History of FoE Brisbane Third Phase

Friends of the Earth Brisbane third and continuing phase: 1996 – 2001

A Model of Co-operative Activism

In 1996, discussions among local environmental activists gave rise to a series of meetings about a gap in the environmental organisations operating in South East Queensland. These activists identified a significant shortcoming: most of the existing environmental groups were seen to operate through a largely benign reformist agenda, or to be single issue focused, working on specific issues such as wilderness preservation. These meetings would ultimately form the re-emergence of Friends of the Earth Brisbane, as an attempt to fill this gap by working across single-issue campaigns to articulate a more radicalised version of social change derived from a linkage between ecological integrity and social justice.

Concurrently, many of the people involved in these discussions were also involved in a campaign to prevent the opening of a new sand-mining facility on Stradbroke Island. Towards the end of the campaign, a number of the activists agreed on a vision for a local, autonomous activist organisation that could provide an enduring framework and a collection of resources to work on ecological and social issues. These activists were unified in their belief that the ‘environment’ could not be separated from social and political considerations, and that the interconnections between these elements required a more integrated approach than single issue campaigns could provide of themselves. In 1997, Friends of the Earth Brisbane was re-formed.

Throughout 1997 and 1998, FoEB held meetings to articulate the principles, aims and objectives of the fledgling organisation. The outcomes of these discussions would be later adopted, almost directly, into the FoE Brisbane constitution, and would ultimately underscore the organisation’s future direction.

In 1998, FoEB rented office space at the back of a local business called Justice Products, an ethical consumption business that had originated through the work of radical Christian groups Catholic Worker and the Waiter’s Union. FoE Brisbane occupied a shared space with the Jabiluka Action Group and Nature’s Children, an organic food co-op. These early collaborations would inform the genesis of the FoE organisation.

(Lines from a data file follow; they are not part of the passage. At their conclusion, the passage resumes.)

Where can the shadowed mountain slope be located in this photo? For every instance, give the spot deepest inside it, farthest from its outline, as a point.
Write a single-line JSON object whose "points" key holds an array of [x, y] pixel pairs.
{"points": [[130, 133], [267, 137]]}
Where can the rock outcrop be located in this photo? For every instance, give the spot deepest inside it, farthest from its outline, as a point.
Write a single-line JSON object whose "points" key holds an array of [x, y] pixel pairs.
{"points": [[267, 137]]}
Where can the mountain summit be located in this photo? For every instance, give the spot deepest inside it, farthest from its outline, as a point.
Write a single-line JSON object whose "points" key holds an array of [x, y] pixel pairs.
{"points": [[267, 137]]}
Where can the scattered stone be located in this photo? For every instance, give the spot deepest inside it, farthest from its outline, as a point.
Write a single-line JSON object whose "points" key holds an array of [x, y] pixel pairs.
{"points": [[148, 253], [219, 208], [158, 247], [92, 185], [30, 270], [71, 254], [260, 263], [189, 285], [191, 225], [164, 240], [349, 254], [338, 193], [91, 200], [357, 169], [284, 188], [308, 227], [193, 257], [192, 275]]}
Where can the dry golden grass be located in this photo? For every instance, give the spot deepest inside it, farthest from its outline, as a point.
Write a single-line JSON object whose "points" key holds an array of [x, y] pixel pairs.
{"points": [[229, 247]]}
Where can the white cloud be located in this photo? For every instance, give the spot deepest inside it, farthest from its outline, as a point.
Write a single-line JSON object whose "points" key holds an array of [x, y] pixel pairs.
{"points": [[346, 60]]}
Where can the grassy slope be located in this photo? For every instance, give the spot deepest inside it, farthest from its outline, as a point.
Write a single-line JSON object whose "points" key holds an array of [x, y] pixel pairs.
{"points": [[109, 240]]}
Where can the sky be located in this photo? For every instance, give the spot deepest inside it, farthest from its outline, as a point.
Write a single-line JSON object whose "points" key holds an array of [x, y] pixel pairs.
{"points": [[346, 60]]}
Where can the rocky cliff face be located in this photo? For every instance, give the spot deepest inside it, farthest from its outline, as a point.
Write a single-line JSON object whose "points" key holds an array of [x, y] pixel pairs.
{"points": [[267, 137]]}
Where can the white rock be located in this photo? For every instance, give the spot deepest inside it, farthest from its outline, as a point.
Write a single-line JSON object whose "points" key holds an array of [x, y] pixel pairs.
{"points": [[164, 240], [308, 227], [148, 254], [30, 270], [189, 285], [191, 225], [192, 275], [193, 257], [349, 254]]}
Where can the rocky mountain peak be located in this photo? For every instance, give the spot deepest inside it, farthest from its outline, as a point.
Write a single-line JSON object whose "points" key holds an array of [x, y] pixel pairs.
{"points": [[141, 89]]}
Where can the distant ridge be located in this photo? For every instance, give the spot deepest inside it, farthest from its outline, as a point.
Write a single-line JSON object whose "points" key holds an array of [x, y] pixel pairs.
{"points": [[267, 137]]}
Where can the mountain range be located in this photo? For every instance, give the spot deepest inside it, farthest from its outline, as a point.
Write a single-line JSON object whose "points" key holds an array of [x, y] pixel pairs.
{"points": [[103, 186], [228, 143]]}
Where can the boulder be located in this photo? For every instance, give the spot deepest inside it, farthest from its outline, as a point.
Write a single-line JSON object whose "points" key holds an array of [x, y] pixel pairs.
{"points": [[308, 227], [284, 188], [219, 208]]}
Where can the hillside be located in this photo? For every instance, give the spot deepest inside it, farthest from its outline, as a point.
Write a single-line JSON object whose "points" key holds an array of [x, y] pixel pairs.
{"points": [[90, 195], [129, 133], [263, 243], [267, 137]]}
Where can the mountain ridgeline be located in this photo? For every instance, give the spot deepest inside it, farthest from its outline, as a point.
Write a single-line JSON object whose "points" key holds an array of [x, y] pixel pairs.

In 1999, a number of members of the group envisioned a creative recycling and reuse centre and ultimately initiated the formation of an ethically informed worker’s cooperative. As this process evolved, Reverse Garbage would become a key area of interest of the organisation. An attempt to locate an appropriate warehouse space for Reverse Garbage culminated in the move of FoEB to an adjacent, and somewhat larger, office space. Considerable time and energy in 1999 was split between renovating the new office space, and establishing Reverse Garbage as a sustainable enterprise that could be used to not only assist in the financing of FoE, but also provide a working example of the FoE Brisbane ethics in practice.

The campaigns of the late 1990s organised under the name of FoEB were deeply reflective of the group’s origins. The Anti-Nuclear campaign collective evolved from members of the Jabiluka Action Group. Considerable effort during the Jabiluka campaign had been spent creating alliances with indigenous communities, and on this basis, the FoE Brisbane Indigenous Solidarity collective emerged. The Sand Mining campaign collective was a fairly logical elaboration of the remnants of the Stradbroke Island campaign. Additionally, a campaign group was formed around the issue of Genetic Engineering, which was more a reflection of key focus and interest of individual members. Later campaigns, such as the Just Food project and the Food Irradiation campaign would also reflect the connection between FoEB and food politics established through informal collaborations with Nature’s Children.

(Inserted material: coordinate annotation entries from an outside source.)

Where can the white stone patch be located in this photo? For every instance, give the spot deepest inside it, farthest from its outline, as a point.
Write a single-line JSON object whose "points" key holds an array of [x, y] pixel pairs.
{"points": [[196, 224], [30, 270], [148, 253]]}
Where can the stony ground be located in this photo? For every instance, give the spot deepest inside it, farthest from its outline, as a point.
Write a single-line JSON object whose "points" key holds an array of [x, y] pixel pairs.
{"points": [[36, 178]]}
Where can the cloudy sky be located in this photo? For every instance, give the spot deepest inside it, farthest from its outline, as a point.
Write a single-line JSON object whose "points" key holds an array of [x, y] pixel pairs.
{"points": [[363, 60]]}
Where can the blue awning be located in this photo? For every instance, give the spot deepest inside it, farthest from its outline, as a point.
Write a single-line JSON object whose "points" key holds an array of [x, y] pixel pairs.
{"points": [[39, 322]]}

As the local campaigns of FoE Brisbane expanded, there was an attempt to forge linkages with FoE International. This led to the creation of a Sustainable Societies Collective, which attempted to localise a key campaign focus on the agenda of the Friends of the Earth International confederation. This attempt to collaborate with FoE International also gave rise to an Ecological Debt campaign, which attempted to popularise a more elaborate and encompassing understanding of the forces of economic imperialism during a time when the notion of international debt relief was gaining global purchase.

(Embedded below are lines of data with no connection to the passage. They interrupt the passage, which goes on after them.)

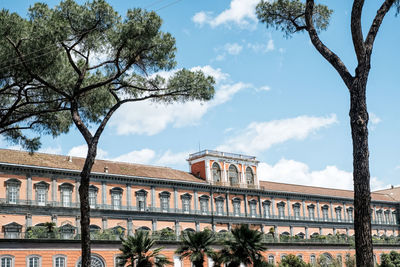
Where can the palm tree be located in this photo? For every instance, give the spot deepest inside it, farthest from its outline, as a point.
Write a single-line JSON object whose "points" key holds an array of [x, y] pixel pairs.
{"points": [[136, 249], [195, 245], [245, 247]]}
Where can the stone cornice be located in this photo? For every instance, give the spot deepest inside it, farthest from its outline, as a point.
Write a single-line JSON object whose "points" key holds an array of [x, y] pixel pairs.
{"points": [[160, 182]]}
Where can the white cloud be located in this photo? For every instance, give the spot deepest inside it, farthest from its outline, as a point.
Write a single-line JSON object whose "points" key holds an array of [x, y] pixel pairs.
{"points": [[51, 150], [144, 156], [295, 172], [259, 136], [262, 48], [201, 18], [374, 119], [169, 158], [150, 118], [233, 49], [218, 75], [81, 151], [263, 88], [240, 12]]}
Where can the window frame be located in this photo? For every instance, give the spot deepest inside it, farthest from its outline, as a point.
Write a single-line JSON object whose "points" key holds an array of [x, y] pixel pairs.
{"points": [[12, 186], [250, 176], [204, 202], [165, 197], [59, 256], [29, 257], [233, 173], [219, 205], [141, 198], [7, 256], [66, 190], [236, 206], [281, 209], [216, 172], [93, 191], [267, 207], [116, 198], [186, 203]]}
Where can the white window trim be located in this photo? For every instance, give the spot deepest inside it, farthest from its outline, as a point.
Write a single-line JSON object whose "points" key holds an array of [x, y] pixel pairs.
{"points": [[8, 256], [60, 256], [34, 256]]}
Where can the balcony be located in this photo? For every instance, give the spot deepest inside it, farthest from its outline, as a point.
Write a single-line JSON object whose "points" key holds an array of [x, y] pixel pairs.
{"points": [[231, 213], [170, 236], [220, 154]]}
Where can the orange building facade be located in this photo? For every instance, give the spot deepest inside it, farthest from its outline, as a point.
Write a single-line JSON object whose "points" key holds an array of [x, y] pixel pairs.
{"points": [[220, 191]]}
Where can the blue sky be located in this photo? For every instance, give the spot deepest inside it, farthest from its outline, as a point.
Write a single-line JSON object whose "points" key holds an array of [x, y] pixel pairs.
{"points": [[276, 98]]}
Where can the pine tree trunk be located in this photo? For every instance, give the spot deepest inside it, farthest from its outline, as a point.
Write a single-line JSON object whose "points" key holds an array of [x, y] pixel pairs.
{"points": [[85, 208], [362, 196]]}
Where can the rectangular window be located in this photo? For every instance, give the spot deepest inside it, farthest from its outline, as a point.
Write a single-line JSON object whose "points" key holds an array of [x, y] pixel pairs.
{"points": [[338, 215], [204, 206], [116, 201], [66, 198], [186, 205], [12, 194], [350, 215], [92, 199], [164, 204], [140, 203], [41, 194], [59, 262], [253, 210], [6, 262], [220, 207], [311, 213], [33, 262], [296, 213], [267, 209], [325, 214], [387, 219], [236, 208], [281, 211]]}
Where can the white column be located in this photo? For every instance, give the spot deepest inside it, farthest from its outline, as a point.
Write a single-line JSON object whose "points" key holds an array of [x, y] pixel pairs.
{"points": [[208, 171], [29, 188], [128, 196], [103, 193], [77, 184], [224, 173], [54, 190]]}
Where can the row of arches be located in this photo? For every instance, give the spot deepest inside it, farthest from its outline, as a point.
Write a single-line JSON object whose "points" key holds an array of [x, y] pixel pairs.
{"points": [[233, 174]]}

From December 1999, discussions, workshops and negotiations with the Office of Fair Trading were undertaken to establish an appropriate legal structure for FoEB that would be reflective of the group’s core principles. Eighteen months later, members of the organisation consensually endorsed the FoEB constitution. In May 2001, FoE Brisbane incorporated as an activist co-operative, with constitutionally embedded commitments to decentralisation and consensus-decision-making. The structure of the organisation allows for semi-autonomous working and campaign collectives to pursue individual and specific issues, whilst the central hub, comprised of members active in collectives, co-ordinates the organisational level decision-making and maintenance.